M. [C] était embauché par la société Gazpac Calédonie suivant contrat de travail à durée indéterminée du 28 mai 2015, à compter du 1er juin 2015, en qualité de chauffeur-livreur vendeur, niveau II, échelon 1, moyennant un salaire mensuel brut de 219.500 francs pacifique, correspondant à 169 heures (convention collective industrie).

Son salaire de base en son dernier état était porté à 253.125 francs pacifique.

Par courrier en date du 28 septembre 2018, M. [C] sollicitait une demande de congés pour création d'entreprise en deux périodes de six mois, à compter du 1er décembre 2018, afin de créer une société de montage et de vente de pneumatiques, avec une possibilité, pendant la première période d'un an, de reprendre son poste de travail et ce dès le 1er juin 2019 avec un délai de prévenance d'un mois.

M. [C] a obtenu ce congé mais a souhaité reprendre son poste de travail à l'issue de cette première période.

Par courrier du 27 mai 2019, Mme [B], directrice générale, lui confirmait d'une part sa réintégration à la date du 3 juin 2019, mais lui précisait qu'il devrait prendre un emploi dit similaire, que ce nouveau poste était celui de livreur, vendeur et préparateur, Niveau II, échelon 2 et comportait également l'adjonction de quelques fonctions en ajoutant que le montant de son salaire et le temps de travail restaient inchangés.

M. [C] refusait de signer, l'avenant à son contrat de travail et sa fiche de poste et sollicitait de son employeur une description plus explicite et détaillée de ses missions supplémentaires.

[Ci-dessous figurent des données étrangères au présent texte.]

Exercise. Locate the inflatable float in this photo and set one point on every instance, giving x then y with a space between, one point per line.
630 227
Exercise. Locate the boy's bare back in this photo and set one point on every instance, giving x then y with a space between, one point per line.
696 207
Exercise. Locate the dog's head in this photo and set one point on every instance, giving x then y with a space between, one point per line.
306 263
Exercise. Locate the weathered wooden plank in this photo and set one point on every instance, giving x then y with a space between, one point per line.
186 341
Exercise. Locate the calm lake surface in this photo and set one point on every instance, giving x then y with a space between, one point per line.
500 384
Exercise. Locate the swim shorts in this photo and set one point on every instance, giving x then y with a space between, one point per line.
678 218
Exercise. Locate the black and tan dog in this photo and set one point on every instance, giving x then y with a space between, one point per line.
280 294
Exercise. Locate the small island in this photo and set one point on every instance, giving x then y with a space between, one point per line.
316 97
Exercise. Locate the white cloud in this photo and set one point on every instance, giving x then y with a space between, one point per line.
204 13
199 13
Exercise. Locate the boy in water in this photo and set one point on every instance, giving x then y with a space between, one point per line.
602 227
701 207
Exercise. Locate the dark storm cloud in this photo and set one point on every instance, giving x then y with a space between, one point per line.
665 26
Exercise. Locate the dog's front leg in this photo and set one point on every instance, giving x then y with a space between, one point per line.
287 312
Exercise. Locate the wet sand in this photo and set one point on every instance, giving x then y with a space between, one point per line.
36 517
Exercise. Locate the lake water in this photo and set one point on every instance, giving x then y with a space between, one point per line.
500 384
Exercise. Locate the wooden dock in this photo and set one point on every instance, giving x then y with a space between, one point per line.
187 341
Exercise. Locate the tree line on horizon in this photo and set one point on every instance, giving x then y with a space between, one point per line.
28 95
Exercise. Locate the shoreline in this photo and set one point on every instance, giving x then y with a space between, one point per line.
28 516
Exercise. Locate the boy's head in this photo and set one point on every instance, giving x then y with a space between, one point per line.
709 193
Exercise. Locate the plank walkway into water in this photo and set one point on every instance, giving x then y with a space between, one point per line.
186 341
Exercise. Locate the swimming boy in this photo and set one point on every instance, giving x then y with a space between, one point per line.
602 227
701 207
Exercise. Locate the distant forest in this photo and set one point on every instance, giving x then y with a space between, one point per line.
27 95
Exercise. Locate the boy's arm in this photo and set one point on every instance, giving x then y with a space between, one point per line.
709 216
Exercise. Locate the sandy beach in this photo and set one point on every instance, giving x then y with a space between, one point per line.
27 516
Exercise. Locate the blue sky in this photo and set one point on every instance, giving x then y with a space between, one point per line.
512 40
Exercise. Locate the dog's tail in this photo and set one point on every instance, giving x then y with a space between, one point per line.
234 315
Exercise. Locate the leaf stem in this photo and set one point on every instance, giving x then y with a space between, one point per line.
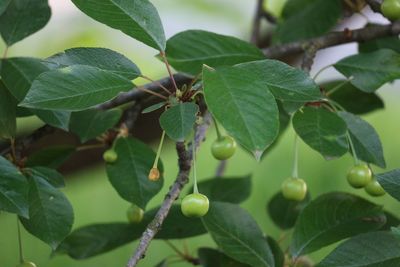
321 70
13 150
219 136
336 105
5 52
87 147
158 83
155 164
162 54
21 255
295 172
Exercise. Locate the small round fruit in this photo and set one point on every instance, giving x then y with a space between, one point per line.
134 214
110 156
154 174
195 205
374 188
26 264
359 176
223 148
391 9
294 189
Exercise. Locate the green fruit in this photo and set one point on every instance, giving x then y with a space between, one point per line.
195 205
359 176
134 214
223 148
391 9
26 264
294 189
110 156
374 188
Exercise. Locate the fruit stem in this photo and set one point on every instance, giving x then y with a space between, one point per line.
219 136
295 172
162 54
195 189
353 151
21 255
155 164
321 70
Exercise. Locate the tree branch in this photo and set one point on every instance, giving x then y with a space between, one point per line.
333 39
121 99
257 22
185 163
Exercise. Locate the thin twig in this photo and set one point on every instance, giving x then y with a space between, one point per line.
257 22
335 38
156 82
185 162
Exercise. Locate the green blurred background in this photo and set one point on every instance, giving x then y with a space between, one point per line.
89 191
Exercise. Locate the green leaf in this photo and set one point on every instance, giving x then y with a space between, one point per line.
390 181
102 58
92 240
243 105
213 258
51 157
348 93
91 123
300 22
8 107
371 70
18 75
138 19
284 212
178 121
50 213
331 218
52 176
16 22
279 256
237 234
391 221
392 42
322 130
377 249
285 82
187 51
367 144
129 174
13 189
74 88
226 189
3 5
153 107
163 263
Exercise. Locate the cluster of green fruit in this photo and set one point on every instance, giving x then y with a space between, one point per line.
391 9
360 176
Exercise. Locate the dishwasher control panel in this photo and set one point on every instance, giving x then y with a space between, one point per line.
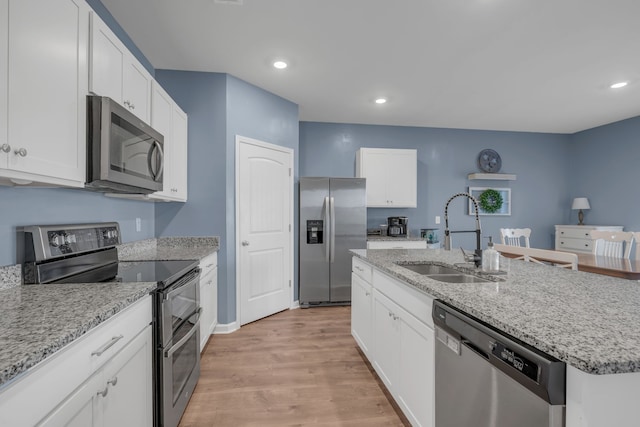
516 361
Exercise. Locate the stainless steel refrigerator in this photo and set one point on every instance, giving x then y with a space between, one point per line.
333 219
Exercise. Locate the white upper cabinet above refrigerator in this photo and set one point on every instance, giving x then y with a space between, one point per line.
116 73
392 176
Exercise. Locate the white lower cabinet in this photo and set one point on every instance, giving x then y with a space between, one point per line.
361 310
401 339
118 395
208 297
102 379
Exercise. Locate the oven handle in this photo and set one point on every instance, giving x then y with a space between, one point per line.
194 329
176 287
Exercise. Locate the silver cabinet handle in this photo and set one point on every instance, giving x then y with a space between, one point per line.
107 346
104 392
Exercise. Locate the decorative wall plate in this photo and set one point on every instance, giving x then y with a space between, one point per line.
489 161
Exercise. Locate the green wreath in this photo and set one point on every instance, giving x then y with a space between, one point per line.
490 201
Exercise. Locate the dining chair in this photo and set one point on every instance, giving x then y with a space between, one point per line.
512 236
616 244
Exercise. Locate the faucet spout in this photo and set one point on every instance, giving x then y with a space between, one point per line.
478 230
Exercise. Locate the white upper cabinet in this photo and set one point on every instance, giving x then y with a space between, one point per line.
168 119
43 72
391 174
116 73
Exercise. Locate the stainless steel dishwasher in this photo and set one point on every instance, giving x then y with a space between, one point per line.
485 378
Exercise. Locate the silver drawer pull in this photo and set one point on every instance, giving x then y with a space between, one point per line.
107 346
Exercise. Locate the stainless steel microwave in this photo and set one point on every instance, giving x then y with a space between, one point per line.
124 154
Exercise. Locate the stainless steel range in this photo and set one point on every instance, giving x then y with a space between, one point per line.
87 253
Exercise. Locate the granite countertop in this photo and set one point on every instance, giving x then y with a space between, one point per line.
169 248
38 320
379 238
587 320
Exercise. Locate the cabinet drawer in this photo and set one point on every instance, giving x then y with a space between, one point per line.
565 243
208 264
416 303
574 233
362 269
49 382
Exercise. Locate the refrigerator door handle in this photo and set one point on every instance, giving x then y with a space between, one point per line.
327 225
332 242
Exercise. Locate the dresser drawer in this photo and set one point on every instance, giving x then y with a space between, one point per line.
361 268
571 244
574 233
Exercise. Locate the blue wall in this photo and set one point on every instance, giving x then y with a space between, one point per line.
219 108
445 158
604 168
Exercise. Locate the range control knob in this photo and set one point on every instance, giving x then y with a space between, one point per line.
110 234
56 240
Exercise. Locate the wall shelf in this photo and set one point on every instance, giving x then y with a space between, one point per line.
493 176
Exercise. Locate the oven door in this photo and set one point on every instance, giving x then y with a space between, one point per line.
178 355
181 370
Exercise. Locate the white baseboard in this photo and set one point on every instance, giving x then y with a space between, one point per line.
226 328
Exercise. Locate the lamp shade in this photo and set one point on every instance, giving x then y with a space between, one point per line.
580 203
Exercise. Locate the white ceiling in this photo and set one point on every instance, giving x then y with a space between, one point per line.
524 65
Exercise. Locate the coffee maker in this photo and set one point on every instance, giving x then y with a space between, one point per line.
397 226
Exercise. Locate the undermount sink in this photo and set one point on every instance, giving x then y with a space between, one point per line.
442 273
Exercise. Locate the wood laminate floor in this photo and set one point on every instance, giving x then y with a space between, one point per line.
295 368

Il s'étonnait, par ailleurs, de l'attribution de nouvelles responsabilités sans attribution de compensation financière pour ces travaux supplémentaires (notamment les astreintes).

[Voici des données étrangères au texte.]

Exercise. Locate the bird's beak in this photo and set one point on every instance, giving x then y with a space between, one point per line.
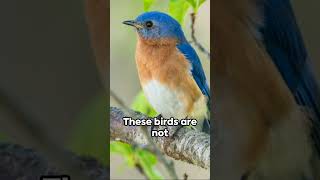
133 23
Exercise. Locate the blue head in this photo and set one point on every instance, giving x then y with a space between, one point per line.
157 26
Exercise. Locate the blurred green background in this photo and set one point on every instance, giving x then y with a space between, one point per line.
124 78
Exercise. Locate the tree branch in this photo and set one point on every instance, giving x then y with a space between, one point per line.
186 145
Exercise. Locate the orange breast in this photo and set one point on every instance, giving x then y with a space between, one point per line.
166 64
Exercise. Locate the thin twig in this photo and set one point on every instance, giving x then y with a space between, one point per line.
187 144
193 36
168 164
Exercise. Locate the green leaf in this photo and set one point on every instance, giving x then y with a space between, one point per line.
147 4
147 161
195 4
178 9
125 150
142 105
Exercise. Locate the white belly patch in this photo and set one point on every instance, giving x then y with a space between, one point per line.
164 101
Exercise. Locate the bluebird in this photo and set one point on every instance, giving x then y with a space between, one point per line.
267 98
170 71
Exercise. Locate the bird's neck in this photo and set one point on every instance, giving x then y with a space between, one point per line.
153 58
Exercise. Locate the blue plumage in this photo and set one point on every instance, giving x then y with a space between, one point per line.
164 26
284 43
158 31
167 27
197 71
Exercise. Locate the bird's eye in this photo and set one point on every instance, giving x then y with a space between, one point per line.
149 24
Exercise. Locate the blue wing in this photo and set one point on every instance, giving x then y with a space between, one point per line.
198 75
284 43
197 71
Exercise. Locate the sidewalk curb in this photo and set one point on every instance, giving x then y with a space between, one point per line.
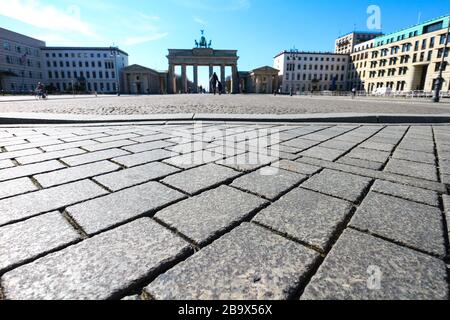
41 118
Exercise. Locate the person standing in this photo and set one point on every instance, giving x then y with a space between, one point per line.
213 81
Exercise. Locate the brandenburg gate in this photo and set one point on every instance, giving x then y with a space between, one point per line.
201 55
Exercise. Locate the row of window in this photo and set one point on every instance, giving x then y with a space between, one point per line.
80 64
304 77
315 59
80 74
100 86
20 49
291 67
22 61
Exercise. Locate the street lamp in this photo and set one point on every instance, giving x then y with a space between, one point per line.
439 80
116 53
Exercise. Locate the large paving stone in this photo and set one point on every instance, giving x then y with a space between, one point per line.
24 241
297 167
119 207
102 267
205 217
250 263
416 156
361 163
20 153
143 157
446 199
50 156
149 146
130 177
94 157
415 225
201 178
301 144
407 192
269 182
369 154
29 169
412 169
338 184
307 216
34 203
15 187
323 153
6 164
362 267
248 161
75 173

Par courrier daté du 10 juillet 2019 et reçu en main propre le 11 juillet 2019, l'employeur

détaillait les autres missions qu'il souhaitait confier à M. [C], s'opposant au positionnement de son poste au statut d'agent de maîtrise.

Selon lettre datée du 6 août 2019, M. [C] alertait les actionnaires de la société Gazpac Calédonie sur de nombreux points de dysfonctionnements au sein de l'usine.

Par courrier daté du 8 août 2019, M. [C] alertait son employeur sur les éventuels agissements du directeur technique des opérations, M. [F], « qui aurait selon les dires de certains salariés détruit et falsifié des documents non conformes ».

Le 22 août 2019, M. [C] prenait une photo d'un chariot élévateur positionné en équilibre sur un parpaing.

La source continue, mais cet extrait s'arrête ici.